Henry Wycliffe – A Hero of Vacuum

 

Henry WycliffeHenry Wycliffe joined Edwards in 1953 and patented the Edwards Dry Pump in 1984. Discover the origins and significance of the pump in this extract from a conversation that took place between Henry Wycliffe and Andrew Chew.

 

Andrew Chew (AC):  At that time (1980's) wet pumps were still being used, so how did the programme for dry pump development start? 

Henry Wycliffe (HW): With diffusion and rotary pumps, there is a problem with migration (back diffusion) of oil vapours into the processing chamber; one can stop it with cold traps and so on. There was always the need to try and reduce backstreaming.

AC: So in the 1970's you had a two stage pump with one stage oil lubricated and one stage dry?

HW: We built, tested and applied for a patent for this design. The pump worked but it did not come to fruition; it was a half measure... We also studied screw pumps for possible use as dry pumps. The manufacturing technology hadn’t progressed yet to numerically controlled machining.

AC: I notice here you actually submitted the application for the patent in 1967...

HW: Having looked at screw pumps, and compared them with Roots blowers, there was not enough displacement for the size and weight of this design, so we abandoned this approach.

AC: But this was in 1971 and you were looking in principle at dry pumps even then?

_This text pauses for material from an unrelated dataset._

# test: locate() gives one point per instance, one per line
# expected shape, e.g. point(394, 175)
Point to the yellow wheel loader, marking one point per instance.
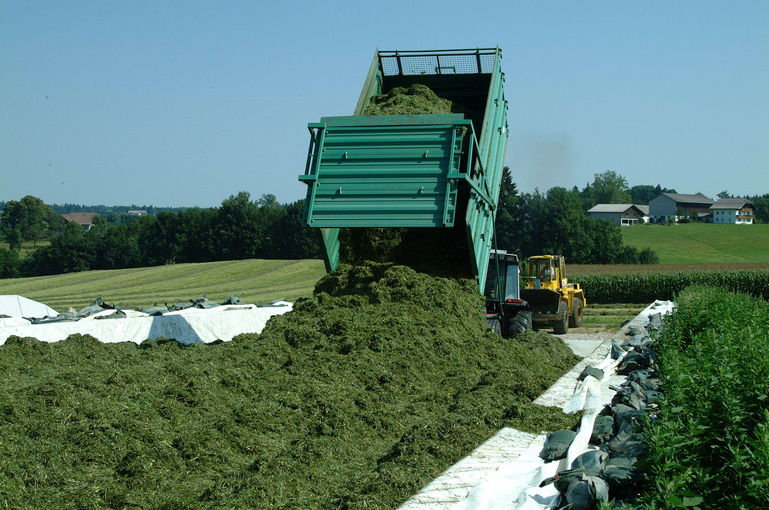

HW: Yes, at the Northey claw principle which is quite old and unique. There is a paper, which I presented at the American Vacuum Society in 1986,and which explains the reasoning that lead to the design of our dry pump - combining the Roots principle with the Northey claw mechanism. Mr. Northey developed the claw mechanism around 1929 as an internal combustion engine, with spark plugs, and  invited people from Ford Motors to demonstrate its performance.

 

Henry Wycliffe visit to Burgess Hill

Henry Wycliffe with the Dry Pump during a visit to Burgess Hill 

 

AC: When did you realise this (dry pump mechanism) was going to be a big rather than just another development?

HW: I didn’t. As I said, it was the semiconductor field that made the pump succeed. If it weren’t for the use in microelectronics, the manufacturing cost at that stage being high, meant the dry pump wasn’t competitive as compared with the cost of rotary pumps. But, since then, production machining at Edwards progressed tremendously. Before, there were problems producing complex components/ profiles. Advances in production technology widened possibilities. There are now regenerative compressors made by numerically controlled machines (used in the Edwards EPX pumps). Dr. Neil Tenwick and I went to the Oxford University to evaluate a regenerative compressor; that was early days. The intention was to replace Roots blowers but not to deliver to atmospheric pressure. These were compressors but we were interested in high pumping speed at lower pressures. We discovered that these machines lose performance rapidly at low pressures, especially with light gases. Working on mass transfer principle, compression drops as there is little mass at low pressure.